I took the above photo in 2015 while in Denver attending the wedding of Jess and Brian (a story for another time). As near as I could tell, the land and structure had been sold and someone was converting it to an actual home. When I lived there the first floor contained the seismological recording equipment and the second floor (two-thirds the size of of the first floor) had room for a large “class room”, a small toilet/sink/shower room, and two small “offices” (one of which, next to the bathroom, I used as a bedroom). The other third of the upstairs area was a tar paper and gravel “sun deck” enclosed by a wooden railing.

Every evening I would go downstairs (note that the stairs were outside) and turn on the short wave radio tuned to WWV. It was part of the vertical cabinet pictured in the image below. The actual seismometers (the x-y-z pendulums), the triangular boxes, were located in a tunnel excavated into the hill behind and to the north of the building. The actual recording equipment … the drums (and galvanometers pictured below the drums) were located in room 103* as indicated in the schematic pictured above. Room 101* contained the radio and time coding equipment. Room 102*/ 102A* contained the photographic developing tanks and the drier.

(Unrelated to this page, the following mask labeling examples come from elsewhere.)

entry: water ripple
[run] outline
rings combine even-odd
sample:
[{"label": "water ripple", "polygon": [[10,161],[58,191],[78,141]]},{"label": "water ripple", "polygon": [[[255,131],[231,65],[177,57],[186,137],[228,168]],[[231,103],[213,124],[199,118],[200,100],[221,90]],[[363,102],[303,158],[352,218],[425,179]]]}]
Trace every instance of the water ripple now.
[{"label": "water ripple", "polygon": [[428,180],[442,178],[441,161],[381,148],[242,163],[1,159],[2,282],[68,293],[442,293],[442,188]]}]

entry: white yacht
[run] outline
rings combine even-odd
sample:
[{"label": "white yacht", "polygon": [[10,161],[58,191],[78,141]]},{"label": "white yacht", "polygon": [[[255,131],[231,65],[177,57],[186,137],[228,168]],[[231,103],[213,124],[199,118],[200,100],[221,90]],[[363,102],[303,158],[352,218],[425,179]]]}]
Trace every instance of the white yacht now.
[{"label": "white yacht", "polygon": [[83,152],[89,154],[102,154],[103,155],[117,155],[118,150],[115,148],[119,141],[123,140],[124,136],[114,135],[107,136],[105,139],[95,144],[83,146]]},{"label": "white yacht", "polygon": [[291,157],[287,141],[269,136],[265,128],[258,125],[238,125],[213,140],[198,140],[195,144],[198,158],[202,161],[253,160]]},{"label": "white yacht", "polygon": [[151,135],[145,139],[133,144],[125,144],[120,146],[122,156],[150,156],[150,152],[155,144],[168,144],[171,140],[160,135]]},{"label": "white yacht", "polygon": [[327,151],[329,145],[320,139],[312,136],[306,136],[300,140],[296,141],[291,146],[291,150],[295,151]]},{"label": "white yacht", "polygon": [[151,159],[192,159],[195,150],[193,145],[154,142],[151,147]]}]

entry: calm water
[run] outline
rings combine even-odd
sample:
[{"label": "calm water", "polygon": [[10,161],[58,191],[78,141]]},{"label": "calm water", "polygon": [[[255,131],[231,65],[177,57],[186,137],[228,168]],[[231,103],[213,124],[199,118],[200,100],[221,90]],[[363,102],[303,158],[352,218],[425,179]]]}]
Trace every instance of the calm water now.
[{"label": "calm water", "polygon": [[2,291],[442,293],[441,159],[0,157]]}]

Click to access ofr2014-1218.pdf

Since each seismogram was recorded by light bouncing off of a mirror attached to a galvanometer, I had to work “by touch” in total darkness to change the paper on the drum and develop the paper with the seismic recordings. While working I usually left the radio tuned to WWV as it told me how long to leave the photographic paper in each stage of the development process. Night after night after night after night I heard “This is radio station WWV, Fort Collins, Colorado, broadcasting on internationally allocated standard carrier frequencies of … ” yada, yada, yada until it was burned into my memory as surely has the lyrics to Happy Birthday to You or Back in the USSR

One night I even tried tuning into other stations specifically trying to locate Radio Moscow. I finally gave up trying after tuning into a station where a man and a woman with obvious mid-west accents were reading questions from that week’s “mailbag”. Imagine my surprise when they proceeded to answer the question “What is the weather like there in Moscow?”

I lived at the Cecil H. Green Geophysical Observatory in Bergen Park from 1976 to 1981 with my newlywed bride, two dogs, and (very briefly) a cat. They were perhaps the happiest days of my life and I still have what I have come to call “Bergen Park Dreams”.